Why didn’t McCarthy do better in the 1968 Democratic primaries once Johnson withdrew from the race? Well, to put it bluntly, Bobby Kennedy screwed him over. For several months prior to the New Hampshire Primary, anti-war activists urged RFK to challenge LBJ for the Democratic nomination, but Kennedy consistently declined to consider a challenge and openly voiced his support in favor of President Johnson’s re-election. Then Eugene McCarthy stunned LBJ and the Democratic Party with his showing in the New Hampshire Primary, and it became clear that there was a passionate anti-war voting bloc that could make a serious difference in the 1968 election. Despite shooting down for months about not entering the race and supporting the incumbent LBJ over his fellow anti-war advocate McCarthy, Kennedy jumped into the race just four days after the New Hampshire Primary.
I know this isn’t a very scholarly way to put it, but RFK pulled a real dick move by jumping into the race after McCarthy had done the legwork in New Hampshire and demonstrated that President Johnson was very vulnerable. When Kennedy announced his candidacy, he immediately started siphoning a lot of those anti-war votes that had propelled McCarthy to the cusp of an upset over an incumbent President in the New Hampshire Primary. Many of those voters saw Kennedy as more electable than McCarthy because he was, of course, a Kennedy, and as they battled each other during the primaries that followed, Johnson’s Vice President, Hubert H. Humphrey, joined the race and was basically seen as the mainstream candidate.

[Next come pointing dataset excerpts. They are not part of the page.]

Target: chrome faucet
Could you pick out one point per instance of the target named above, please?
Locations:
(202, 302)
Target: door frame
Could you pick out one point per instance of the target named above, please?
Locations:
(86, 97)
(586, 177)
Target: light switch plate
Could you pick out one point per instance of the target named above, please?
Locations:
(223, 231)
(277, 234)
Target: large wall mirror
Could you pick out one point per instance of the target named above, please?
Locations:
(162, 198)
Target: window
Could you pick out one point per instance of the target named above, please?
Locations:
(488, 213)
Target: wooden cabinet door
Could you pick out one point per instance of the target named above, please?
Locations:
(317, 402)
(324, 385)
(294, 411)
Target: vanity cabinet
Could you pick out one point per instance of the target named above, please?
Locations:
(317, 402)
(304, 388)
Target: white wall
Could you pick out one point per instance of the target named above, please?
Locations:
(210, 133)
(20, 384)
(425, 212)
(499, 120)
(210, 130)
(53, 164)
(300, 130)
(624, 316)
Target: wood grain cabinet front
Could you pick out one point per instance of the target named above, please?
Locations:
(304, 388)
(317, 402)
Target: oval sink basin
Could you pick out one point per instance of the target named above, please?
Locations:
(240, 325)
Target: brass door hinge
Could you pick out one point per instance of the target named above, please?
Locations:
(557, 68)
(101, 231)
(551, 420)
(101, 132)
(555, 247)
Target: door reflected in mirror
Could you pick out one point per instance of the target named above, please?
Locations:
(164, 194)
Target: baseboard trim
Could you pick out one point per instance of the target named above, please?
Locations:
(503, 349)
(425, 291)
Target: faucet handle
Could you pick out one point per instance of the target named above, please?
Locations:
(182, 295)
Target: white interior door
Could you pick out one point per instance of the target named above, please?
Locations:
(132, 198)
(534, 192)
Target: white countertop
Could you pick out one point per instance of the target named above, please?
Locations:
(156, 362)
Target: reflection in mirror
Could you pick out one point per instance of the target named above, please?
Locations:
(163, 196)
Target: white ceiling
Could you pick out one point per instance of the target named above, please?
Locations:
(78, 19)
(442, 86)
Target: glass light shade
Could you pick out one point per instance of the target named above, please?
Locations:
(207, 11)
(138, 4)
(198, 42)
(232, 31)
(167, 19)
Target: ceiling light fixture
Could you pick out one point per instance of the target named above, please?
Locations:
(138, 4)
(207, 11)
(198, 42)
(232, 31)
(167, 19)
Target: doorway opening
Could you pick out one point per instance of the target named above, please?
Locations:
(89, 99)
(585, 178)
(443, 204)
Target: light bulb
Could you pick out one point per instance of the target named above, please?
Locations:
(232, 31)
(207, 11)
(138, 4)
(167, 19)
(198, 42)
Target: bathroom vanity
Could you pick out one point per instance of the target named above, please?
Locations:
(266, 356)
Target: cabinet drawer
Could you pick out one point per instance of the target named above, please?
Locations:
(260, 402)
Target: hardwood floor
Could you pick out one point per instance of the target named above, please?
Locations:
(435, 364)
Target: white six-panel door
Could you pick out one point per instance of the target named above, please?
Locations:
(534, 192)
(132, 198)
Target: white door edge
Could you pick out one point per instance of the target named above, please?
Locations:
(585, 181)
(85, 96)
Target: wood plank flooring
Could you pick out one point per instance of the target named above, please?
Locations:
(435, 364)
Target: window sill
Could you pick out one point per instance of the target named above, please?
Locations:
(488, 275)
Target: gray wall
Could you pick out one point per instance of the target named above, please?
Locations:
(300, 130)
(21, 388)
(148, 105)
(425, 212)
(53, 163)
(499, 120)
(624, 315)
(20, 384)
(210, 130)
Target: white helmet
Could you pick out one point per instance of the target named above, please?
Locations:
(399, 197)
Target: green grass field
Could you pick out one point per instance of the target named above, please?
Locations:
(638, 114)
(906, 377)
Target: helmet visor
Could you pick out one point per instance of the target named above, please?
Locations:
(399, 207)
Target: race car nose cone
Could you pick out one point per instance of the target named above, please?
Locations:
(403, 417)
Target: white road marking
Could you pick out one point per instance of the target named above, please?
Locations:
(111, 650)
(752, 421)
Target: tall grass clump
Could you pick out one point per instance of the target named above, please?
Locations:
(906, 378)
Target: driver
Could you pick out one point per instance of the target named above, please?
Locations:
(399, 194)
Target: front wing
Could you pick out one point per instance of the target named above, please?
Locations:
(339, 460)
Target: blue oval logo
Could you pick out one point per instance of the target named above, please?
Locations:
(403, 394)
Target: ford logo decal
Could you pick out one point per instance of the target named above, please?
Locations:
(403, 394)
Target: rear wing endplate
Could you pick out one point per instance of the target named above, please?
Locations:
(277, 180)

To a lot of those young Democratic voters who had supported McCarthy and then bailed in favor of Kennedy once RFK declared his candidacy, HHH was a continuation of the Johnson Administration’s increasingly unpopular foreign policy. But the back-and-forth battle between RFK and McCarthy in many of the state primaries helped clear a path for Humphrey to take a nearly insurmountable lead in delegates as the 1968 Democratic National Convention approached. After winning the California Primary, Bobby Kennedy looked to have some momentum, but he was assassinated that night. In truth, RFK’s only chance at the nomination was probably if all of the candidates headed into the Democratic National Convention without anybody able to clinch the nomination on the first ballot and having a floor fight ensue. Even then, I believe it would have been unlikely for RFK to have been nominated by a Democratic National Convention that was still largely controlled by Lyndon Johnson’s party organization, which would have worked diligently to prevent Bobby Kennedy from being nominated as President. As for McCarthy, he ended up in second place in the delegate count at the Convention, but the battles between him and RFK during the primary season resulted in many of the delegates who had pledged to support Kennedy voting for anybody else besides McCarthy (Kennedy’s delegates were released from their pledge due to his death). Eugene McCarthy got a pretty raw deal in 1968 after being responsible for a major turning point in history with his near-defeat of President Johnson and the aftermath of the ‘68 New Hampshire Primary.